Introduction

Deepfake Statistics: Deepfakes are fake images, videos, or audio made using smart computer programs. They can make people appear to say or do things they never did. This technology uses artificial intelligence to look very real, which makes it both exciting and dangerous. Deepfakes are used in movies, games, and social media for fun and creativity. However, they can also spread false information, harm reputations, and invade privacy. As deepfakes become easier to create, it is important to stay aware and think carefully about what we see online. Understanding deepfakes helps us stay safe and make better decisions in the digital world.

Editor’s Choice

  1. In 2026, the global deepfake detection market is expected to reach USD 168.7 million.
  2. The global Deepfake Technology market is projected to be worth USD 7.44 billion.
  3. The global DeepFake AI market size is USD 1,591.5 million, combining both software and services.
  4. Around 25% of business leaders have little to no familiarity with deepfake technology.
  5. 43% of deepfake targets are the general public, while 36% are politicians and 21% are celebrities.
  6. Fraud is the most common type of harmful deepfake use across all formats, with 85 video cases, 53 audio cases, and 26 image cases.
  7. Non-consensual explicit content is the most common use of deepfakes, accounting for about 60 cases in the dataset.
  8. The global deepfake video market is projected to reach USD 1.67 billion by 2026.
  9. Fraud is the most common type of harmful deepfake use across all formats, with 85 video cases, 53 audio cases, and 26 image cases.
  10. North America accounts for 39% of global incidents, while Europe accounts for 26%.
  11. As of 2026, financial services is the most targeted sector, at 28%, with deepfake voice calls impersonating executives.
  12. Only 0.1% of people correctly identified all deepfake content in controlled tests.
  13. About 25% of people verify information using other sources, while 11% check source credibility, and 29% take no action.
  14. Businesses face an average loss of about USD 440k-USD 500k per incident.
  15. News and media is the most impacted sector globally, with Mexico at 48%, above the global average of 33%, while the UAE is lower at 23%.

Key Takeaways

  • According to Market.us, more than 1,500 finance professionals from the United States and the United Kingdom, 53% of businesses reported that deepfake scams have targeted them.
  • Around 85% of respondents view deepfake technology as an existential threat to their companies.
  • 70% lack confidence in identifying cloned voices, while 40% would still help their spouse after receiving an urgent voicemail request.
  • Surfshark reported that in Q1 2025, deepfake incidents increased by 19% compared with full-year 2024.
  • In the first half of 2025, deepfake-related fraud caused financial losses of approximately USD 547.2 million.
  • By 2026, around 30% of enterprises are expected to consider standalone identity verification and authentication systems, as per DeepStrike.
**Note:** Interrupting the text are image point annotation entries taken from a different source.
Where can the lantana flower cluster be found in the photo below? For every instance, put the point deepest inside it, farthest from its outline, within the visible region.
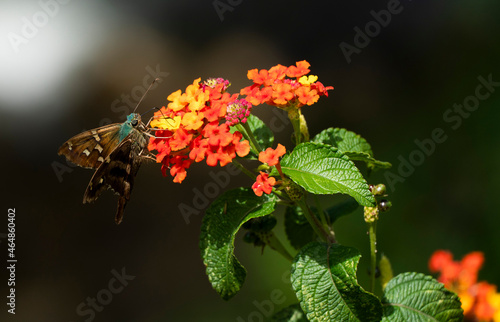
(480, 300)
(195, 125)
(284, 86)
(189, 129)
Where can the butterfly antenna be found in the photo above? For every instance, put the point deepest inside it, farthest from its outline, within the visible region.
(143, 95)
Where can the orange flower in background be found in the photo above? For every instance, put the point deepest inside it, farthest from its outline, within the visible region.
(189, 129)
(271, 156)
(273, 88)
(263, 184)
(480, 301)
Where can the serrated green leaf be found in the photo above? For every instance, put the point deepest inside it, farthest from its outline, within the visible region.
(322, 169)
(292, 313)
(298, 229)
(222, 221)
(417, 297)
(352, 145)
(370, 161)
(343, 140)
(324, 279)
(342, 209)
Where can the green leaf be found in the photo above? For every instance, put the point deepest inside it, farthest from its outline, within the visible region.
(322, 169)
(352, 145)
(222, 221)
(343, 140)
(261, 133)
(417, 297)
(370, 161)
(298, 229)
(292, 313)
(324, 279)
(342, 209)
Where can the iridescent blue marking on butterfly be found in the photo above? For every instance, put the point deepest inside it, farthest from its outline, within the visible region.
(116, 151)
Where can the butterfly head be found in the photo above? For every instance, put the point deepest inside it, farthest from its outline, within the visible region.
(134, 119)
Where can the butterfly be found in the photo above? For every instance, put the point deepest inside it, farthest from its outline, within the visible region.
(116, 151)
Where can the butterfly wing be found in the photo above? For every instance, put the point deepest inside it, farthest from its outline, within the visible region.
(118, 172)
(89, 149)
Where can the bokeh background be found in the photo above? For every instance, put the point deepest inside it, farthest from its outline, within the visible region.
(78, 63)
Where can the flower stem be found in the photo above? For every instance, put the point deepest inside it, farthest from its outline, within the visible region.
(372, 231)
(294, 117)
(244, 170)
(276, 244)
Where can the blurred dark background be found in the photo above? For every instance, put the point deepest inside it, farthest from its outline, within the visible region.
(67, 67)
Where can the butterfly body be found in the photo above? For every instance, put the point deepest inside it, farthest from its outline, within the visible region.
(116, 151)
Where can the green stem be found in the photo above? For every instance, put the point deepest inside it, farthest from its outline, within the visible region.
(373, 252)
(247, 133)
(296, 127)
(276, 244)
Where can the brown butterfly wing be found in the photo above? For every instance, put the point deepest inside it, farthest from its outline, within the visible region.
(89, 149)
(118, 172)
Deepfake Detection Market Size

Deepfake Detection Market Size

(Source: market.us)

  • In 2026, the global deepfake detection market is expected to reach USD 249 million.
  • By 2034, the market is forecast to reach USD 5,609.3 million.
  • This implies a compound annual growth rate of 47.6% from 2025 to 2034.

Deepfake Technology Market Statistics

  • According to research estimates by Coherent Market Insight, the global Deepfake Technology market is projected to be worth USD 7.44 billion in 2026.
  • The market is expected to grow significantly and is forecasted to reach USD 32.58 billion by 2033.
  • The market is anticipated to grow at a compound annual growth rate of 27.9% between 2026 and 2033.

By Components

Deepfake Technology Market By Components

(Reference: coherentmarketinsights.com)

  • The software segment dominates the global Deepfake Technology market, accounting for 69.4% of the total market value.
  • The services segment contributes the remaining 30.6% of the market.

By Technology

Deepfake Technology Market By Technology

(Reference: coherentmarketinsights.com)

  • Generative Adversarial Networks hold the largest share, accounting for 59.2% of the market.
  • Based on technology, diffusion models make up 14.5%, autoencoders 10.3%, transformers 9.1%, and natural language processing technologies 6.9%.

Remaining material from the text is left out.